Last week, the European Tour’s 2013 Race to Dubai was launched at the inaugural Nelson Mandela Championship presented by ISPS Handa in Durban and in a true sign of the strength, and indeed success, of the relationship, was the first of at least six events set to be staged in South Africa in the new season, co-sanctioned between the European Tour and the Sunshine Tour.
“In terms of co-sanctioned arrangements, at 17 years it’s the longest partnership we have had with any tour,” said Keith Waters, the European Tour’s Chief Operating Officer and Director of International Policy.
“There are some natural positives partnering the Sunshine Tour in terms of the geography; the time change is only one or two hours from Europe so as regards to media coverage, television coverage, the benefits are clear.
“The climate obviously complements our European season and then the quality of the courses, the language and culture have all been very positive in building the relationship.

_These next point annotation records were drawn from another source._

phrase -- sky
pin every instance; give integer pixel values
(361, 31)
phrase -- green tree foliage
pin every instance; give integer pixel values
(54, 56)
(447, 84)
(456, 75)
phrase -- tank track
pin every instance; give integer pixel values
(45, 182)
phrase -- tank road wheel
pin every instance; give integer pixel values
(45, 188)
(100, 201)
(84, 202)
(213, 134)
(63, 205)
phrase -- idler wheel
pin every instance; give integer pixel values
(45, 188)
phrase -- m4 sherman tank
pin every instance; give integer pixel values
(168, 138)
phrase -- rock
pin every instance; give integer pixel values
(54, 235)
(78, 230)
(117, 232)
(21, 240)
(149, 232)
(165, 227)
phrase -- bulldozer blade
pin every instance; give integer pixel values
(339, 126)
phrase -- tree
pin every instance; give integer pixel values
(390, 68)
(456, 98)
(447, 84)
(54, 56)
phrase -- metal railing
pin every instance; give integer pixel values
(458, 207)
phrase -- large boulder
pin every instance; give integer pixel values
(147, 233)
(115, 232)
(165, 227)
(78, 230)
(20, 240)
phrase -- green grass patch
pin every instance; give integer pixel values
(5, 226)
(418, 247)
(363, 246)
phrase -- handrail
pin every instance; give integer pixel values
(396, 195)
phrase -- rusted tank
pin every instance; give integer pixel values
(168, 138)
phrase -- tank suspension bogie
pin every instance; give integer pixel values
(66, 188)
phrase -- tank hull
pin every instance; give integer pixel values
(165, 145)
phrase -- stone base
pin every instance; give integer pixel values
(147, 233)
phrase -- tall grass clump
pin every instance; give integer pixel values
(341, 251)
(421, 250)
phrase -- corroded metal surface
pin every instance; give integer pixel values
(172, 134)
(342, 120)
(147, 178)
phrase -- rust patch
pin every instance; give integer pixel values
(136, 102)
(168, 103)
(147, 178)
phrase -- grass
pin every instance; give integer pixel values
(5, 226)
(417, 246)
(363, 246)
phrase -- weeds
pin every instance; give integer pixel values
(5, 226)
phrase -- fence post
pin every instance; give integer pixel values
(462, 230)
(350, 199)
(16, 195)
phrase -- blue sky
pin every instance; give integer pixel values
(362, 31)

“This relationship extends to television matters in which Sunshine Tour Productions – a partnership that is jointly owned by European Tour Productions and the Sunshine Tour – produces and distributes all the live and recorded programming for Sunshine Tour and co-sanctioned events with the European Tour.
“But in everything we do it is still today a genuine 50-50 partnership, whether that’s money, operations, television, staff, or playing opportunities and that equality makes for a very healthy relationship.”

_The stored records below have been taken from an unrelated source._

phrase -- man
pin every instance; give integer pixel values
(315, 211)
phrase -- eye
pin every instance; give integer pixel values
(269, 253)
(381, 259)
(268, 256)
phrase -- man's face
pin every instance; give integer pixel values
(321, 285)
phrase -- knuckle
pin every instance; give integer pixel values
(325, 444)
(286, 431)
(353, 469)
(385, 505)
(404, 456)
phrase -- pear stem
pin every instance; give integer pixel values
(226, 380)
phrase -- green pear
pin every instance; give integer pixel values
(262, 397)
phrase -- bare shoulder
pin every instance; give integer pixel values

Dale Hayes was the first South African to become European Tour No 1 in 1975, three years after the Tour’s formation, but it is post-1995 that the country’s players have come to the very forefront of European golf, with four consecutive Order of Merit winners following the turn of the century as Retief Goosen took top spot in 2000 and 2001, and Els did the same in the subsequent two years.

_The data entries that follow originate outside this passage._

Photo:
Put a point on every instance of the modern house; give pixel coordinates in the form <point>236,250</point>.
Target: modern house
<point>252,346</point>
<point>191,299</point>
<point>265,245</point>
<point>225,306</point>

In each of the last three years, meanwhile, there has been a South African major winner, from Oosthuizen’s maiden major triumph at the 139th Open Championship at St Andrews, his friend Schwartzel’s success at the Masters in 2011 and of course Els’ victory on the Southport coast earlier this year.
Selwyn Nathan, Executive Director of the Sunshine Tour, was equally gracious in his assessment of how the unrivalled bond has helped elevate both tours, and its membership, since 1995.
He said: “The relationship we have built with the European Tour in these 50 tournaments is an integral part of the success of the Sunshine Tour.
“It has created opportunities for the great South African players we see taking their place on the world stage right now, and, because the relationship keeps getting stronger, there are more players emerging here in South Africa.
“It is a partnership that is most visible in the six co-sanctioned events we now share, but those events represent something that is perhaps more important than that – a genuine sharing of resources and ideas for the betterment of players on both sides.
“As we continue to develop that relationship, I’m sure there will be refinements to the way we do things, and they will be done, as they always have been, in the spirit of co-operation and respect.”
The Alfred Dunhill Championship, being contested for the ninth time at the magnificent Leopard Creek Country Club in Mpumalanga, will be defended this week by South African Garth Mulroy.